Questions raised during Wednesday’s hearing about why Meyer and Horvath deserved so much compensation—and whether the sums going to them reflected raises over what they received while the firm was alive—were flatly rejected by Dewey’s lawyer Albert Togut. “There has been no increase in their salary this year,” he said. (The weekly rate equates to an annual salary of $1.5 million for each.)

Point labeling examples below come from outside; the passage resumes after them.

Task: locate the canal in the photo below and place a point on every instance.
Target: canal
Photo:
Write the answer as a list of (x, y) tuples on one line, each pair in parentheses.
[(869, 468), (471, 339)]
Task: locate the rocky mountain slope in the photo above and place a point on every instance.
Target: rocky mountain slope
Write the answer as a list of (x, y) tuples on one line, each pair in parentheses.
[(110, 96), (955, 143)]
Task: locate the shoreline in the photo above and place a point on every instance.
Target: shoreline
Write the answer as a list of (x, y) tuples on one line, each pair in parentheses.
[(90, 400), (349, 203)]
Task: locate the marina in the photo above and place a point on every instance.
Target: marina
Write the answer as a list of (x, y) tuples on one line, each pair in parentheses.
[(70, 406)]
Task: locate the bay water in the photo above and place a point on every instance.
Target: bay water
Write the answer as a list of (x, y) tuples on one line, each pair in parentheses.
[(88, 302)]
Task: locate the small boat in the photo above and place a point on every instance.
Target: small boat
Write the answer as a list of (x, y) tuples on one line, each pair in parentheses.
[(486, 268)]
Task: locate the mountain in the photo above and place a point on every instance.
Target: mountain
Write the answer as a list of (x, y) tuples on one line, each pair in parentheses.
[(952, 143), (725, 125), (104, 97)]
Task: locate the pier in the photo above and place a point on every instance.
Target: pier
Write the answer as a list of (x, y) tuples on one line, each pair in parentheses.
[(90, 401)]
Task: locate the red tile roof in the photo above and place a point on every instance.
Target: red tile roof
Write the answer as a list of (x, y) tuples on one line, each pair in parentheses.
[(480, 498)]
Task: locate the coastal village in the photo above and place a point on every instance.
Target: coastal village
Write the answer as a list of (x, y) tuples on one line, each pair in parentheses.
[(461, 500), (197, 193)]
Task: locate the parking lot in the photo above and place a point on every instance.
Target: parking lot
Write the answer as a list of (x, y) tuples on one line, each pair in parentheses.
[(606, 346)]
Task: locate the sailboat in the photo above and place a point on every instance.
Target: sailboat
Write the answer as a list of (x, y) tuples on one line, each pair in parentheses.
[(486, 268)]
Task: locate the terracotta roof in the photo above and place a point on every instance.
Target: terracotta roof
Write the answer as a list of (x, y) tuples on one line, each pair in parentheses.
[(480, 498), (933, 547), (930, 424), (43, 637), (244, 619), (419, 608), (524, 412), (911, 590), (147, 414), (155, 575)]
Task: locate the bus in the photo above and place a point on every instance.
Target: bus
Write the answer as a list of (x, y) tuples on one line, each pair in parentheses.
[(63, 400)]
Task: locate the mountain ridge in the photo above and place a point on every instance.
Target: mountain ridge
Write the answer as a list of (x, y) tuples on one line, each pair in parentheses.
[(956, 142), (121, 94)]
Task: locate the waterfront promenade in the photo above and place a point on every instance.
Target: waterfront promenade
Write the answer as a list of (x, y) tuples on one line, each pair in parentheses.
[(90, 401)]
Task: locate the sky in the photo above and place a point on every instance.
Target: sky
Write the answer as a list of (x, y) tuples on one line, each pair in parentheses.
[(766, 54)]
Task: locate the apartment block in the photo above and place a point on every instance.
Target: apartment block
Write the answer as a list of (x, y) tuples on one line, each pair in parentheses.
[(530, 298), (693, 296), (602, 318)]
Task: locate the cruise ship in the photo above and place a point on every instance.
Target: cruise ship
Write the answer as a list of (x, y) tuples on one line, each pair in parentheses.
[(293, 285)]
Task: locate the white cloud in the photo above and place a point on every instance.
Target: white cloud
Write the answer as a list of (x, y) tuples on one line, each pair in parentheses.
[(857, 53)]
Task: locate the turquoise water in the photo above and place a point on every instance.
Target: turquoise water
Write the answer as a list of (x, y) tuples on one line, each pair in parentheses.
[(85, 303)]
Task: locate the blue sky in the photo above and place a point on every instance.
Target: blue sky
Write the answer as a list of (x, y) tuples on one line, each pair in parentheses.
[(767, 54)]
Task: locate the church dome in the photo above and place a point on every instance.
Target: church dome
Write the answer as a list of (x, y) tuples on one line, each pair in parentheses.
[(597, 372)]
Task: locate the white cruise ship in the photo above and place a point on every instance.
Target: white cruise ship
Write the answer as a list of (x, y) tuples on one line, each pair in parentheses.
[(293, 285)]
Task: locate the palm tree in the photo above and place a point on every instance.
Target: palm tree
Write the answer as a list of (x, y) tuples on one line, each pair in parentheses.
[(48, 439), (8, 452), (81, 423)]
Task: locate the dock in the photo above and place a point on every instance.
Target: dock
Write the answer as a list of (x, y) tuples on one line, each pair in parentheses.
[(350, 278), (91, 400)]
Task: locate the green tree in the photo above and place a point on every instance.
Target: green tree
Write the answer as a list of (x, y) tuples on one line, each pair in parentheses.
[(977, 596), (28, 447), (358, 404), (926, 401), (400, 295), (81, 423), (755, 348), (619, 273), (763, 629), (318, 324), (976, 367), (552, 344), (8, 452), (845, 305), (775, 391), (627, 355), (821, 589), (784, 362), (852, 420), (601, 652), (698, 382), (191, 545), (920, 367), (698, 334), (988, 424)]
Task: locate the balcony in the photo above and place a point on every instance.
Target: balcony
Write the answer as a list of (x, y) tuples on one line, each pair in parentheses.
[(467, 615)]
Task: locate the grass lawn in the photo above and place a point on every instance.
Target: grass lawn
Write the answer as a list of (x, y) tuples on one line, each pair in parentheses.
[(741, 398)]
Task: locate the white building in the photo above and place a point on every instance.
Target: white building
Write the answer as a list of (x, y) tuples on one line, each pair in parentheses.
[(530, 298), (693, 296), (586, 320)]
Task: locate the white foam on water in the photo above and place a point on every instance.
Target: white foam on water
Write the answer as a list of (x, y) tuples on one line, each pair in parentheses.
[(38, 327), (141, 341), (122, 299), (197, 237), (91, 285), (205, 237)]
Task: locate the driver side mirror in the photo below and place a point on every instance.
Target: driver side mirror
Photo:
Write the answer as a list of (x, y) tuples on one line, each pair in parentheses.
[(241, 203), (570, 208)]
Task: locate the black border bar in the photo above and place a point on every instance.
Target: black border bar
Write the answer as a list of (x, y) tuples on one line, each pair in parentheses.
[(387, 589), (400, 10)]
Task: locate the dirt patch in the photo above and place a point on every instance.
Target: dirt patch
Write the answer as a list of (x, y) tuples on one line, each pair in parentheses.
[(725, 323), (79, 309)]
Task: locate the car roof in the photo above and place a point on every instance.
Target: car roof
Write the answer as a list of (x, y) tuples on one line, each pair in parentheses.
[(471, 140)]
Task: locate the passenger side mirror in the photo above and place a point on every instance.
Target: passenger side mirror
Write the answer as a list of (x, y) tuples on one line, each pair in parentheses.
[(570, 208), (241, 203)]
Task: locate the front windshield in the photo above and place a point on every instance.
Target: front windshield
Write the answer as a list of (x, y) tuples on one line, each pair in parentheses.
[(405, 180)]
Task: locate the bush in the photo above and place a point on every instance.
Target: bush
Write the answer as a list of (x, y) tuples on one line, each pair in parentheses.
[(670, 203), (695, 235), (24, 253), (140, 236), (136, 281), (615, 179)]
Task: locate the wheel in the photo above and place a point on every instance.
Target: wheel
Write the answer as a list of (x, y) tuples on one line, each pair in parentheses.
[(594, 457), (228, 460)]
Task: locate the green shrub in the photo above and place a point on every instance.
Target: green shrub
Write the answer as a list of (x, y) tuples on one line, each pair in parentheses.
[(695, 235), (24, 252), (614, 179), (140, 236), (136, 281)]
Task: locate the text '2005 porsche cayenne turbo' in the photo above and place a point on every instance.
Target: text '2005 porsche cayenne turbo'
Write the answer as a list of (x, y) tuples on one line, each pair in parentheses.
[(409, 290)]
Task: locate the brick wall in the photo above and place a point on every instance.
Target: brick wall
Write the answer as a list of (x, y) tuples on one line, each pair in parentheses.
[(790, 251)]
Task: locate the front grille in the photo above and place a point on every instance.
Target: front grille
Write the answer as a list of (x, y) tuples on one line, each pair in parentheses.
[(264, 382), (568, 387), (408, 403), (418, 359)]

The proposed budget—which Togut stressed was the most the estate would spend, rather than the amount it would definitely spend—estimates that $39.5 million in accounts receivable will flow to the estate by the end of July. In the two weeks since the firm filed for bankruptcy protection, roughly $8 million has been collected, according to the schedule. Aside from any unpaid bills the firm is able to collect, there is little new money coming into the estate to help pay down the roughly $225 million owed to secured lenders led by JPMorgan Chase and hundreds of millions more in unsecured claims. (The firm also appears to be trying to convert its remaining physical assets into cash. The Dewey Web site now lists contact information for those who “would like to purchase Dewey & LeBoeuf property.”)
Since Dewey first proposed using the cash collateral, the estate’s lawyers have added provisions to give unsecured creditors a degree of control over how the money is spent. Lawyers for the official committee of unsecured creditors and a second creditors’ committee made up of former partners from Dewey predecessor firm LeBoeuf, Lamb, Greene & MacRae raised some issues at Wednesday’s hearing to make sure their groups’ interests were protected, but ultimately agreed to the proposal by Glenn.
David Friedman, a partner at Kasowitz Benson Torres & Friedman who is representing the committee of former partners, seemed interested in finding ways to trim the weekly spending, at one point saying to the judge, “There is a certain level of insanity in this budget” and “a lot of money [is] going out the door.” Asked by Glenn whether Dewey would “do better” in a Chapter 7 bankruptcy, which would put it in the hands of a trustee, Friedman replied: “We’ll know in six weeks.”
Beyond the cash collateral motion, Togut focused on what he calls a “global settlement” that Dewey hopes to recover money from former firm partners. Togut conceded that such a settlement has not successfully been reached before in a law firm bankruptcy—most such cases drag on for years before former partners wind up targeted in clawback claims—but that he was already working with counsel for some of those former partners and hopes to have a better idea of how that settlement might come together by the end of July.
Speaking to reporters after the hearing, Togut said it is still uncertain what types of claims the estate will have against former partners—whether it’s seeking the recovery of compensation, money from unfinished business taken with them to new firms, or other claims. Asked his thoughts on a lawsuit filed Wednesday by former Dewey partner Henry Bunsow against several former members of firm management, Togut said he hadn’t yet seen the suit but that it is common in the early stages of law firm bankruptcies for former partners to say “not me” when it comes to having to contribute to the bankruptcy proceedings.
Tracy Klestadt, a name partner with New York boutique Klestadt & Winters who is representing a group of former partners that currently numbers around 20, said after the hearing that some of his clients also believe they are owed money by the estate. Klestadt said it “remains to be seen” what will become of the settlement Togut is attempting to reach.